Image used for representational purpose only. (File Photo)
Image used for representational purpose only. (File Photo)

NEW DELHI: The government on Monday said after cut in excise duties on petrol and diesel, rationalising non-capex expenditure has become critical. Centre’s revenue took a hit after slashing of duties on fuel, giving an upside risk to the gross fiscal deficit, it said in its ‘Monthly Economic Review’ report.

“Increase in the fiscal deficit may causes the current account deficit to widen, compounding the effect of costlier imports, and weaken the value of the rupee, thereby further aggravating external imbalances, creating the risk (admittedly low, at this time) of a cycle of wider deficits and a weaker currency,” it said. It further added that rationalising non-capex expenditure is just not important for protecting growth-supportive capex but also for avoiding fiscal slippages.
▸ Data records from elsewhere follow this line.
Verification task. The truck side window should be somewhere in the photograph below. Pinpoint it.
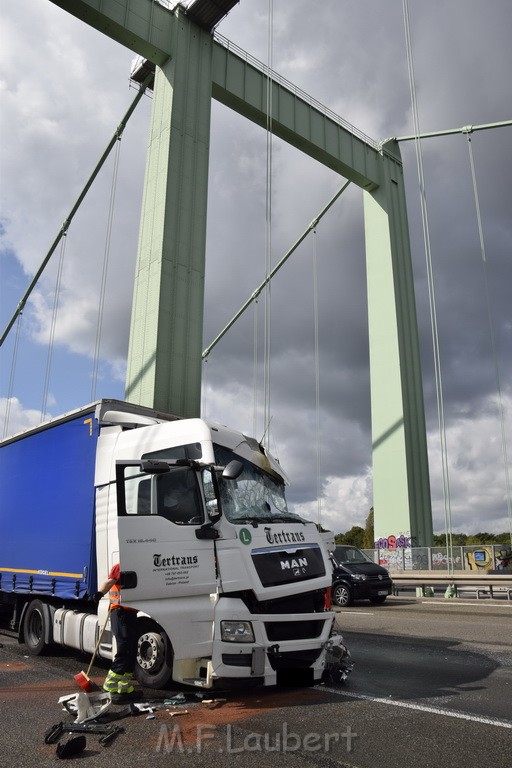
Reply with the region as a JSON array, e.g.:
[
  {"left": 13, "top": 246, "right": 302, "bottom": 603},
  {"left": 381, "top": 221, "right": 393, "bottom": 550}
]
[{"left": 156, "top": 467, "right": 203, "bottom": 525}]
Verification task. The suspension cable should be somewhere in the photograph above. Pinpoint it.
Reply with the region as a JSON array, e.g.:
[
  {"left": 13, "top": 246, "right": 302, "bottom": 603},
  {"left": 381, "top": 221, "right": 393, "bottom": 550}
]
[
  {"left": 3, "top": 312, "right": 23, "bottom": 438},
  {"left": 403, "top": 0, "right": 453, "bottom": 573},
  {"left": 91, "top": 136, "right": 121, "bottom": 402},
  {"left": 313, "top": 227, "right": 322, "bottom": 525},
  {"left": 202, "top": 181, "right": 350, "bottom": 358},
  {"left": 466, "top": 130, "right": 512, "bottom": 544},
  {"left": 40, "top": 236, "right": 67, "bottom": 422},
  {"left": 0, "top": 72, "right": 154, "bottom": 347},
  {"left": 263, "top": 0, "right": 274, "bottom": 449},
  {"left": 252, "top": 299, "right": 258, "bottom": 435}
]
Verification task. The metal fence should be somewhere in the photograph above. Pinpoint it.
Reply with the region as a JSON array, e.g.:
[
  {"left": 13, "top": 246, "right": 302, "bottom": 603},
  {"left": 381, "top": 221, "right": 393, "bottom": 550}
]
[{"left": 363, "top": 544, "right": 510, "bottom": 572}]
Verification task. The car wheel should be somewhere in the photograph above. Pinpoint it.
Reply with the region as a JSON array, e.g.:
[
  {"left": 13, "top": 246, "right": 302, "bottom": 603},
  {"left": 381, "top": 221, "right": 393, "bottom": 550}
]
[
  {"left": 370, "top": 595, "right": 387, "bottom": 605},
  {"left": 332, "top": 583, "right": 353, "bottom": 608}
]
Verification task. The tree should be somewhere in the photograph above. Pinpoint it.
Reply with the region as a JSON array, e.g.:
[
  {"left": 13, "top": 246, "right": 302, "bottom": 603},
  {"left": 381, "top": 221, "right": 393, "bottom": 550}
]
[{"left": 335, "top": 525, "right": 364, "bottom": 547}]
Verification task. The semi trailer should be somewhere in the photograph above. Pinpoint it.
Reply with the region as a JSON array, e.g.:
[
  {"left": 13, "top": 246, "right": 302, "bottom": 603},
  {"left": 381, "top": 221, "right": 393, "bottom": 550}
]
[{"left": 0, "top": 399, "right": 344, "bottom": 688}]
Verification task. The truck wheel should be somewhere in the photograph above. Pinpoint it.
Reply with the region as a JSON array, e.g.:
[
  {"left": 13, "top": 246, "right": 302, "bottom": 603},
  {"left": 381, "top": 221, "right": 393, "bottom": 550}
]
[
  {"left": 135, "top": 619, "right": 173, "bottom": 688},
  {"left": 370, "top": 595, "right": 387, "bottom": 605},
  {"left": 23, "top": 600, "right": 49, "bottom": 656},
  {"left": 332, "top": 583, "right": 353, "bottom": 608}
]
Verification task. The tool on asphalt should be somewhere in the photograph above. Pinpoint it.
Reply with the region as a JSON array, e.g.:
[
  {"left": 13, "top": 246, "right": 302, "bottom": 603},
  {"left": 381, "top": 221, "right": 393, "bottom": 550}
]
[
  {"left": 44, "top": 722, "right": 125, "bottom": 746},
  {"left": 74, "top": 606, "right": 110, "bottom": 693},
  {"left": 59, "top": 691, "right": 112, "bottom": 723},
  {"left": 55, "top": 736, "right": 86, "bottom": 760}
]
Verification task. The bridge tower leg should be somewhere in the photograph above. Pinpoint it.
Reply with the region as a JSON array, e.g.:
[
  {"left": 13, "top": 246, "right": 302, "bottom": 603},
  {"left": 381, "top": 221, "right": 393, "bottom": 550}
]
[
  {"left": 126, "top": 16, "right": 213, "bottom": 417},
  {"left": 364, "top": 142, "right": 433, "bottom": 547}
]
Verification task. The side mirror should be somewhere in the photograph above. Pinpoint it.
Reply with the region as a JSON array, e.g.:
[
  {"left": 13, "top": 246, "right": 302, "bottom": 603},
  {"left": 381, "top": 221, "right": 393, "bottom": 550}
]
[
  {"left": 222, "top": 459, "right": 244, "bottom": 480},
  {"left": 140, "top": 459, "right": 169, "bottom": 475}
]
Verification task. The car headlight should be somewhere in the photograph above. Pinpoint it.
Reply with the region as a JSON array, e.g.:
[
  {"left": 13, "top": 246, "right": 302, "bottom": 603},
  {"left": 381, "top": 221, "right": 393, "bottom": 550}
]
[{"left": 220, "top": 621, "right": 254, "bottom": 643}]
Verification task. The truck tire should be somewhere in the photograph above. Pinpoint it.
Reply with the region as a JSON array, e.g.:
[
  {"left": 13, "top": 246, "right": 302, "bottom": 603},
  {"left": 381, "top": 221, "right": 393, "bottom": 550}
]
[
  {"left": 135, "top": 619, "right": 173, "bottom": 688},
  {"left": 23, "top": 600, "right": 50, "bottom": 656},
  {"left": 332, "top": 581, "right": 354, "bottom": 608}
]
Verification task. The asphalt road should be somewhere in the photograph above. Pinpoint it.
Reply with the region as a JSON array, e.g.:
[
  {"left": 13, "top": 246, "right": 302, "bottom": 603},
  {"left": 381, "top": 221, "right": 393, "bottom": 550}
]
[{"left": 0, "top": 598, "right": 512, "bottom": 768}]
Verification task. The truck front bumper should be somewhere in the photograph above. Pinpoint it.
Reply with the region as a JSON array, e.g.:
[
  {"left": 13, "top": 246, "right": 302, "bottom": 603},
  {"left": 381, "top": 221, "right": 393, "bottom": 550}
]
[{"left": 212, "top": 598, "right": 342, "bottom": 685}]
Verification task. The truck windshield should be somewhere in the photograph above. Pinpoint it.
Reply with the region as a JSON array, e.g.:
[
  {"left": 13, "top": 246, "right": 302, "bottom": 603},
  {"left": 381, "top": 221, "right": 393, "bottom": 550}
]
[{"left": 215, "top": 446, "right": 304, "bottom": 525}]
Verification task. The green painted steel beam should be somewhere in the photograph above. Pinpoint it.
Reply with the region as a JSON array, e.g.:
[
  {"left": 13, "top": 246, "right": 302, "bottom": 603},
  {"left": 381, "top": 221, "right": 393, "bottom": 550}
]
[
  {"left": 126, "top": 9, "right": 213, "bottom": 416},
  {"left": 50, "top": 0, "right": 175, "bottom": 66},
  {"left": 364, "top": 142, "right": 433, "bottom": 546},
  {"left": 52, "top": 0, "right": 432, "bottom": 546},
  {"left": 212, "top": 42, "right": 381, "bottom": 190}
]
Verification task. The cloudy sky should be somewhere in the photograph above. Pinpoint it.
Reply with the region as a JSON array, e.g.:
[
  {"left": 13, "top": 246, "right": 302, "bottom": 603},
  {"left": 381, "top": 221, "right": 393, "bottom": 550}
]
[{"left": 0, "top": 0, "right": 512, "bottom": 533}]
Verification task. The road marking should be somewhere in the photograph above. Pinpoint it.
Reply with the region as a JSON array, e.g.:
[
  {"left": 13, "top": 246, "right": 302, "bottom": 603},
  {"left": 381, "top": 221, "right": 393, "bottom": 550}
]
[
  {"left": 315, "top": 685, "right": 512, "bottom": 729},
  {"left": 421, "top": 600, "right": 512, "bottom": 608}
]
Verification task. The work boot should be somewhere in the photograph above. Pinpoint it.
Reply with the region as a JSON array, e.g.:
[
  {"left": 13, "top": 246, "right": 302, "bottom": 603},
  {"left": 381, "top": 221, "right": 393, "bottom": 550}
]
[{"left": 103, "top": 669, "right": 123, "bottom": 693}]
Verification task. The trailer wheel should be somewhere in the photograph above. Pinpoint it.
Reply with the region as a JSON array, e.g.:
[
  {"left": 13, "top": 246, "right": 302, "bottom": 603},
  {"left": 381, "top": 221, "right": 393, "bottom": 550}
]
[
  {"left": 135, "top": 619, "right": 173, "bottom": 688},
  {"left": 23, "top": 600, "right": 50, "bottom": 656}
]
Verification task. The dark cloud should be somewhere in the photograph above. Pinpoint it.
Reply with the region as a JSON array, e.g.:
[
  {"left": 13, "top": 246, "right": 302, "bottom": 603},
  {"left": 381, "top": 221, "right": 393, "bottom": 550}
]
[{"left": 0, "top": 0, "right": 512, "bottom": 530}]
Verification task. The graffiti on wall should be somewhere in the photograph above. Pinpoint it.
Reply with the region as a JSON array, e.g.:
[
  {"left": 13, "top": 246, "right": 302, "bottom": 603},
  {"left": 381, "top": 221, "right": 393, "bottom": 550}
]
[
  {"left": 373, "top": 533, "right": 412, "bottom": 549},
  {"left": 466, "top": 547, "right": 493, "bottom": 571}
]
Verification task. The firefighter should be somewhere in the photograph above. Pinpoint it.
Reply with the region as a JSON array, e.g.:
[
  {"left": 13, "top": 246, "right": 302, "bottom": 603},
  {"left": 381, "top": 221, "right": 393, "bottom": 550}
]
[{"left": 93, "top": 563, "right": 140, "bottom": 701}]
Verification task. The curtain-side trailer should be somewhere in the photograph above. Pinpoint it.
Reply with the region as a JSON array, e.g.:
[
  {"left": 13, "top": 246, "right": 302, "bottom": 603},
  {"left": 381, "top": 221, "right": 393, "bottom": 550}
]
[{"left": 0, "top": 400, "right": 344, "bottom": 688}]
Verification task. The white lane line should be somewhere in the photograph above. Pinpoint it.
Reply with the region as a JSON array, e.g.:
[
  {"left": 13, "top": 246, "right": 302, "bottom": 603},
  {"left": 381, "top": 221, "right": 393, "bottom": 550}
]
[{"left": 315, "top": 685, "right": 512, "bottom": 729}]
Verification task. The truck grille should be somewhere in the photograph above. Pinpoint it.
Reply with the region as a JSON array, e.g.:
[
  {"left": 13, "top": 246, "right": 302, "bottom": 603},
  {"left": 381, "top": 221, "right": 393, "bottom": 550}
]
[
  {"left": 268, "top": 648, "right": 322, "bottom": 670},
  {"left": 265, "top": 621, "right": 324, "bottom": 641}
]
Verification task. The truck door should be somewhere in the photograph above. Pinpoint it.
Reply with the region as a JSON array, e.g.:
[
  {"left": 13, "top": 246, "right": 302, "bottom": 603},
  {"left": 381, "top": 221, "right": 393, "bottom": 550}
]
[{"left": 117, "top": 464, "right": 217, "bottom": 611}]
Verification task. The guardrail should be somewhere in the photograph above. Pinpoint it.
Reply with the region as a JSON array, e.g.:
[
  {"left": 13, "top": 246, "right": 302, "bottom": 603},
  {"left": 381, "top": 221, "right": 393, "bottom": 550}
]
[{"left": 389, "top": 571, "right": 512, "bottom": 600}]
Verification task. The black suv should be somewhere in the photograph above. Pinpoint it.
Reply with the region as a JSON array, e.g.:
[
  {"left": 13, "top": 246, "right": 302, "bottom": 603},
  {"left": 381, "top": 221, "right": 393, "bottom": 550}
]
[{"left": 331, "top": 545, "right": 393, "bottom": 607}]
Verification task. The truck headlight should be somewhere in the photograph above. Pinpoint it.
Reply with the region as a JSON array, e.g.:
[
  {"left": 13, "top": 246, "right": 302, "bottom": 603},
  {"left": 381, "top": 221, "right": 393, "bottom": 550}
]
[{"left": 220, "top": 621, "right": 254, "bottom": 643}]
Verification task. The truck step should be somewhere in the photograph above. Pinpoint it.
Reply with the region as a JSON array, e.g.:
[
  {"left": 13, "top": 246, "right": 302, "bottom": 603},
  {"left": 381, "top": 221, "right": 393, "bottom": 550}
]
[{"left": 183, "top": 677, "right": 207, "bottom": 688}]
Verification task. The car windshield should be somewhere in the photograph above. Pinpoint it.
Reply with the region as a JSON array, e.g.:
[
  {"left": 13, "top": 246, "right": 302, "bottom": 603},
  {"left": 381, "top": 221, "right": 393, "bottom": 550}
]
[
  {"left": 215, "top": 446, "right": 304, "bottom": 525},
  {"left": 334, "top": 547, "right": 371, "bottom": 563}
]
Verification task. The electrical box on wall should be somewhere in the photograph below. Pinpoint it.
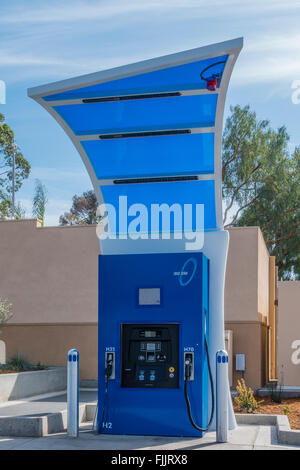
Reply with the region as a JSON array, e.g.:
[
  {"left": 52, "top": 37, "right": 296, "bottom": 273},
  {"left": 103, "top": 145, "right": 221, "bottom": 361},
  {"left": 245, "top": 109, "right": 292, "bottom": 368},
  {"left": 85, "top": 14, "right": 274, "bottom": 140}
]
[{"left": 235, "top": 354, "right": 246, "bottom": 372}]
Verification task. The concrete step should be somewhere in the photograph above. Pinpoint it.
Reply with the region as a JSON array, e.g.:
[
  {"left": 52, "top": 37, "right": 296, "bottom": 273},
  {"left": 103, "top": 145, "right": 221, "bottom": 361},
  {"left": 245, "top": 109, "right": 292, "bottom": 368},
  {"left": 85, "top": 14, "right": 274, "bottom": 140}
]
[{"left": 0, "top": 391, "right": 97, "bottom": 437}]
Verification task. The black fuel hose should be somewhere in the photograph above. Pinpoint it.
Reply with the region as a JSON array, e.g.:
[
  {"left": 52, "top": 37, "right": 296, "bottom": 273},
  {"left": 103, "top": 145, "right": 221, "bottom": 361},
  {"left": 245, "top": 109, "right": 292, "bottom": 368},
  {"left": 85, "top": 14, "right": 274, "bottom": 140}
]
[{"left": 184, "top": 334, "right": 215, "bottom": 432}]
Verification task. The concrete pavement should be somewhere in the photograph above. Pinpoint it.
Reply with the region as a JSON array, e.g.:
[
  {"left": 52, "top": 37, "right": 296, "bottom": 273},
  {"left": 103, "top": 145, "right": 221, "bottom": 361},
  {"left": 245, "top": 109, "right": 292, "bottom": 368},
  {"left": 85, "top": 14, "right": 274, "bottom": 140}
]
[{"left": 0, "top": 423, "right": 300, "bottom": 451}]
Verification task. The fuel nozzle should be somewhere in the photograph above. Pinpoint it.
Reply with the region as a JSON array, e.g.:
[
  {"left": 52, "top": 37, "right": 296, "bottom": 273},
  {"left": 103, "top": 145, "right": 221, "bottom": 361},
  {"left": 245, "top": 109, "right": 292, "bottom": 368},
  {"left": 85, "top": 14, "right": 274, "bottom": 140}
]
[
  {"left": 104, "top": 353, "right": 114, "bottom": 378},
  {"left": 184, "top": 353, "right": 194, "bottom": 380}
]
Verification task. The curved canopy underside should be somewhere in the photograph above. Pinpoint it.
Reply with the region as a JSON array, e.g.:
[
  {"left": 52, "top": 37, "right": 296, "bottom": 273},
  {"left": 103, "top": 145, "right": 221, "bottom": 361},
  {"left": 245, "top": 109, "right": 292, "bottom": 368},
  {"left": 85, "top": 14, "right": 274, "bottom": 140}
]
[{"left": 28, "top": 39, "right": 242, "bottom": 239}]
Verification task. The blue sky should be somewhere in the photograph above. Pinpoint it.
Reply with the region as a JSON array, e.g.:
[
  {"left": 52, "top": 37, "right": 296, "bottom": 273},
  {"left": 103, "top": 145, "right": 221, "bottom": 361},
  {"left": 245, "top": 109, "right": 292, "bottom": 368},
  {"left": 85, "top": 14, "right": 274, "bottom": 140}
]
[{"left": 0, "top": 0, "right": 300, "bottom": 225}]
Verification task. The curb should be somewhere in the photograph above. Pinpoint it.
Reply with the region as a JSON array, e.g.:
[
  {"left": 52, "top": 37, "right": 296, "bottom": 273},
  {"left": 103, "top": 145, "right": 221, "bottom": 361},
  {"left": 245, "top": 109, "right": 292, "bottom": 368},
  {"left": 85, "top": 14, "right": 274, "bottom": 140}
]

It is also noted that the depreciation risk to rupee is there in view of outflow of foreign portfolio investors (FPIs). As per the report, the recent surge in inflation in EMEs is mainly on due to supply-side shock arising from the Russian-Ukraine conflict. “In advanced economies, liberal stabilisation policies therein have impacted the prices of the entire consumption basket. Whereas, in emerging market economies imported inflation is in respect of only a few commodities on which these economies are net import dependent,” the report said.

However with time, imported inflation in emerging economies may spread to other commodities via interlinkages in the consumption basket, making retail inflation more broad-based, the government observed. In addition, the government hopes that the international crude prices may temper on the back of weakening of global growth and the increase in supply by OPEC.